He must have seen the puzzled frown of yours truly, for he shortly went on:

"Allow me to explain myself, sir. I'm afraid this is a rather long story, but please bear with me. I am sure you have not failed to observe the unusual designs on the front door?" I nodded, instantly remembering that funny little thrill I'd felt upon running my fingers over aforementioned door.

"Those are not ordinary carvings sir, but are in fact runes."

"...Runes?" I gasped, incredulous "Good lord! You don't mean to say..."

"Indeed sir, this is an enchanted room."

I'm afraid at this point I rather resembled a landed fish, for my mouth had dropped open in utter astonishment and I'm sure my eyes were as wide as a pair of sizable saucers. Jeeves however, did not seem perturbed in the least by my reaction, and continued smoothly on.

"You see, sir, I was originally the royal advisor to the king of a wealthy and prosperous kingdom. One day, the king received an invitation from the Witch Queen of the neighbouring realm to stay at her castle for a few weeks in the summer. The King readily accepted her invite, for both kingdoms were on the most cordial terms.  As royal advisor, I was obliged to accompany the king on his trip. It was on the first night we dined at the Witch Queen's castle that I made a most grievous error. The Witch Queen accidentally dropped her fork in the middle of the main course, and I retrieved her fork for her, picking it up with my left hand. Little did I know this action was, in fact, a declaration of love in the witch culture.

By the time I realised my mistake, it was too late. The Witch Queen had already gone on to announce our upcoming nuptials to her court, and preparations for the wedding were being speedily arranged. I attempted to explain the situation to her, telling her that I had had no intention whatsoever of asking for her hand in marriage--"

"Heavens above!" I exclaimed, unable to control my agitation "Do you mean to say, you _rejected_ this Witch Queen?!"

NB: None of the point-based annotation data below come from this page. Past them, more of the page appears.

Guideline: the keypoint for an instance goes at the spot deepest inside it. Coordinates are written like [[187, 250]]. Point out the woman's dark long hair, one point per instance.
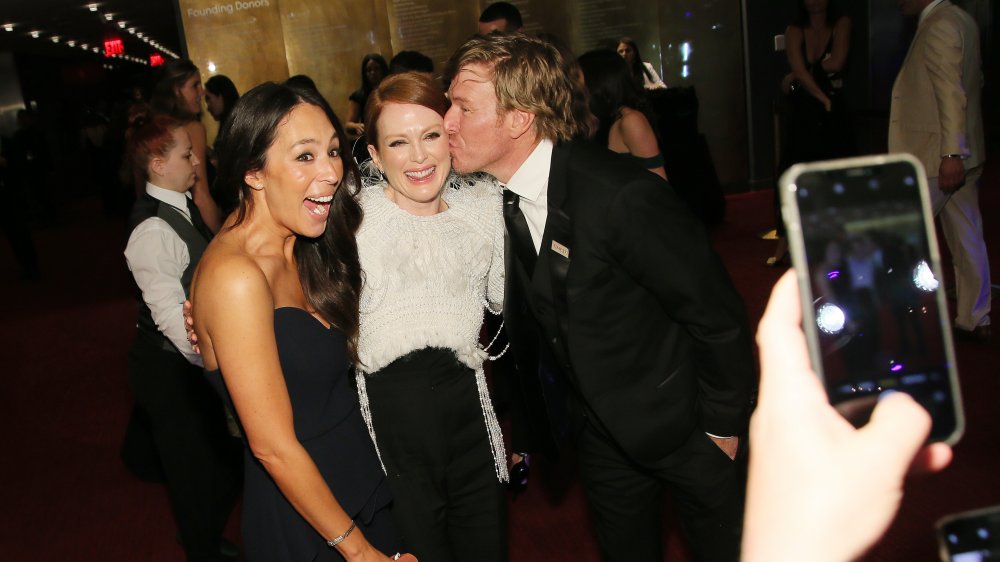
[[328, 265], [638, 70], [833, 13], [611, 88], [170, 77]]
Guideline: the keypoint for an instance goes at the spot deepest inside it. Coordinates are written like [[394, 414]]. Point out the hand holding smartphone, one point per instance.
[[972, 536], [862, 240]]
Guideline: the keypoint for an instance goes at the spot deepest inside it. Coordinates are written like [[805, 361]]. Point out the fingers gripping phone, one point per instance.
[[972, 536], [865, 252]]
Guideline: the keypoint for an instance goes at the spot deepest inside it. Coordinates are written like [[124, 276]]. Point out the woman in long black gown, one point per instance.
[[817, 125], [276, 314]]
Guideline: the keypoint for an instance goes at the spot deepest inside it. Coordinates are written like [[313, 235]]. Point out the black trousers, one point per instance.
[[201, 462], [626, 499], [448, 503]]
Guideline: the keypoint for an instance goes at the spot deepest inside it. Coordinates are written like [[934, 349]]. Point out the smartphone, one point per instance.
[[864, 248], [972, 536]]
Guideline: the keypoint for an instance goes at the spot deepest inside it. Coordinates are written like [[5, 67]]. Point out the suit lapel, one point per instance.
[[557, 240]]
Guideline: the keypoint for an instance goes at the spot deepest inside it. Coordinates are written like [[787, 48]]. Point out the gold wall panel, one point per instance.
[[690, 42], [433, 27], [242, 40], [326, 40]]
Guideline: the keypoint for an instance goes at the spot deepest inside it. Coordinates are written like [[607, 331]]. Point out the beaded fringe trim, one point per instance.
[[489, 416]]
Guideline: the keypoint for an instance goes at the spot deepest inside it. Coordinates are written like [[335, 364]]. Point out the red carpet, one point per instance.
[[67, 497]]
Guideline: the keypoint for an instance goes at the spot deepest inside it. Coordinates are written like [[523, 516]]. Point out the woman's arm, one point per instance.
[[639, 139], [201, 194], [234, 319], [794, 38], [652, 80], [841, 46]]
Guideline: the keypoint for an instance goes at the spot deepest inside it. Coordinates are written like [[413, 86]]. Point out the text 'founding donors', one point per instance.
[[228, 9]]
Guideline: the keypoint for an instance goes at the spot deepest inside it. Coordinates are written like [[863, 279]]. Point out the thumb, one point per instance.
[[897, 431]]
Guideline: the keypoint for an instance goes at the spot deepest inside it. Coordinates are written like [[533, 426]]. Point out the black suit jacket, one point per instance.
[[635, 307]]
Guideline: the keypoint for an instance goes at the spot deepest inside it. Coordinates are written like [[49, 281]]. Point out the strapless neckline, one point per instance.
[[281, 310]]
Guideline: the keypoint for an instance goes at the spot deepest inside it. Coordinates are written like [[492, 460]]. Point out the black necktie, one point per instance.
[[517, 229], [196, 220]]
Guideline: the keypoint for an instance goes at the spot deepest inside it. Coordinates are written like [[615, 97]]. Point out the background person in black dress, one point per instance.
[[816, 124]]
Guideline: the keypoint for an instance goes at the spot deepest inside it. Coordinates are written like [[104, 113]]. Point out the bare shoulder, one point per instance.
[[633, 118], [225, 273]]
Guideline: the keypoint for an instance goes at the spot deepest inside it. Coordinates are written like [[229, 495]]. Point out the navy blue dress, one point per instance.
[[328, 423]]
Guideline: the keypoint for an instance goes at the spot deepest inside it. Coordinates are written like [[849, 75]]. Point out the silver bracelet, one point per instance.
[[340, 539]]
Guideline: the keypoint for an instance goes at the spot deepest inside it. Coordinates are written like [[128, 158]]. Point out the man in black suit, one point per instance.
[[614, 291]]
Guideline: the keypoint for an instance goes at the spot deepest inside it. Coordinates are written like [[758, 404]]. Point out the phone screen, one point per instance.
[[875, 289], [971, 537]]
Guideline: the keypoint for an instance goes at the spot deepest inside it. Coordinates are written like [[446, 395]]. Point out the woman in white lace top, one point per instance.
[[431, 248]]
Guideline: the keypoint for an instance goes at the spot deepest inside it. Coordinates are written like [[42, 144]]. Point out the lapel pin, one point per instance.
[[560, 249]]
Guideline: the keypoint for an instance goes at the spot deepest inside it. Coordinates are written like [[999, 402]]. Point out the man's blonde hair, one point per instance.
[[528, 74]]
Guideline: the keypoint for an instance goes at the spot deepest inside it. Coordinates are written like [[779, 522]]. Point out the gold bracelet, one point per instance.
[[334, 542]]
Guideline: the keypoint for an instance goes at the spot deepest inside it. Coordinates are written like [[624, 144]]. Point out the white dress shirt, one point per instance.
[[531, 183], [157, 258]]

"Indeed, sir. I am afraid the Witch Queen did not handle my rejection well at all, and I rather incurred her wrath," Jeeves' right eyebrow gave a slight twitch, and I somehow knew it was his equivalent of a shudder. I barely repressed a pained grimace myself. Poor chap! An enraged beazel is nightmare enough, but a _magical_ enraged beazel? One could hardly bear thinking about it. I gave a sympathetic shake of the head as only a man who has found himself drowning in similarly deep soup can, and reached out to pat Jeeves' hand in what I hoped was a consoling manner.

Apparently my efforts at consoling worked, for Jeeves was able to press on shortly after.

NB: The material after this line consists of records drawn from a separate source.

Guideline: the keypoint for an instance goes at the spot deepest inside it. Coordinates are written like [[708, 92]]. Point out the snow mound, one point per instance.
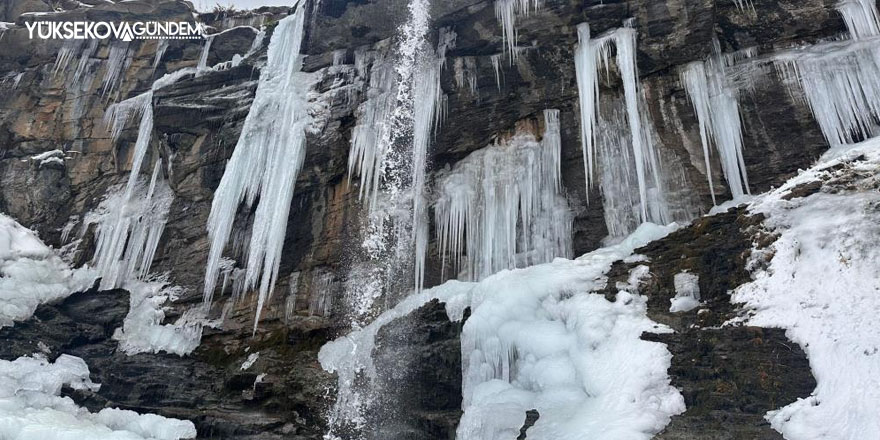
[[31, 274], [822, 286], [30, 406]]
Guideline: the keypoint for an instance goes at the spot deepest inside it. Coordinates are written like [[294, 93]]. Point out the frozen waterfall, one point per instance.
[[267, 160], [591, 57], [839, 78], [501, 207], [714, 93]]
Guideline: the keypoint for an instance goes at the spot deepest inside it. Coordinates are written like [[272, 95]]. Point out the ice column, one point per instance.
[[131, 221], [714, 96], [839, 78], [266, 160], [591, 56], [501, 206], [506, 11]]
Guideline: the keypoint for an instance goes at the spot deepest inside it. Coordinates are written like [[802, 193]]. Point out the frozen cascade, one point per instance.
[[714, 94], [501, 206], [591, 56], [617, 180], [539, 339], [506, 11], [266, 159], [839, 78], [861, 17], [203, 55], [389, 152], [161, 47], [131, 220]]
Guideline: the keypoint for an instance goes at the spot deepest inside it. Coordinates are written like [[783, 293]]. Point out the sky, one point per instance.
[[207, 5]]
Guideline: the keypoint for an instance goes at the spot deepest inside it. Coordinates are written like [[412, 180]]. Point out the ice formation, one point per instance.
[[591, 56], [30, 389], [861, 17], [131, 219], [143, 330], [267, 160], [389, 152], [838, 78], [538, 339], [203, 55], [821, 286], [501, 206], [506, 11], [31, 273], [714, 95], [687, 292]]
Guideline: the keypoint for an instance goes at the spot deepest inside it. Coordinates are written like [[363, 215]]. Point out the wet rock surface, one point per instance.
[[281, 396], [730, 375]]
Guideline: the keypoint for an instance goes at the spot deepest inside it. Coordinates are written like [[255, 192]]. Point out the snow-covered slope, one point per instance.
[[822, 284], [31, 408], [31, 274]]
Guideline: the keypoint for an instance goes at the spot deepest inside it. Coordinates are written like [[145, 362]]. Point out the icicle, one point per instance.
[[496, 66], [117, 63], [861, 17], [206, 50], [591, 55], [839, 78], [715, 100], [160, 52], [267, 160], [338, 57], [130, 226], [501, 205], [587, 74], [119, 114], [506, 12]]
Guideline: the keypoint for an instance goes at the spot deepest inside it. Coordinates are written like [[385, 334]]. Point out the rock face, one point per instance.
[[730, 376], [199, 118]]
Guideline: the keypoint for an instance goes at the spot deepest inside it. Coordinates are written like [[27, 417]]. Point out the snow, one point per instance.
[[538, 339], [687, 292], [30, 406], [822, 286], [266, 160], [143, 331], [31, 274], [501, 207], [250, 361]]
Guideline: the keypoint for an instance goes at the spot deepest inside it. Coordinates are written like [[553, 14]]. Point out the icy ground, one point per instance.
[[31, 274], [822, 285], [31, 408], [539, 339]]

"Suffice to say, it was...not a memory I will easily forget, sir. In her anger, the Witch Queen locked me in this cursed room, enchanted by her own hands, where I was doomed to be confined till the end of my days, never to be found by anyone."

There was a moment of sombre silence, as the final words of Jeeves' story hung heavy in the air between us. But then it occurred to this Wooster that there seemed to be a loophole in this tale. Now, I will freely admit I'm not exactly the sharpest knife in the drawer, but this loophole was so wide it might as well have been dancing in its birthday suit on top of a castle garret yelling "Look at me! I'm the Queen of Sheba!". All this metaphorically speaking, of course, because the last time I checked loopholes couldn't dance or yell and were in fact not sentient beings at all.

"Well, Jeeves, this Queen Witch bird couldn't have been a very good one, could she?" I scoffed "After all, I found you pretty easily, what?"

"Ah," Jeeves gave a somewhat sheepish cough at this point "You see sir, there is, in fact, a way of breaking this curse.

In what I suspect was a rather bitter sense of twisted humour at the time, the condition to break the Queen Witch's curse was that I could only be found, and thus rescued, by my true love."

For a moment I could only sit there in  frozen silence, the grey cells frantically attempting to absorb what I'd just heard.

Then the full ramifications of Jeeves' words sunk in, and my heart began to race at a seemingly inhuman pace, and my face grew so hot I could fairly feel the steam rising off my skin.

"D-do you mean to say that I-I...That is, I am...?" I floundered helplessly, feeling I was making a right fool of myself.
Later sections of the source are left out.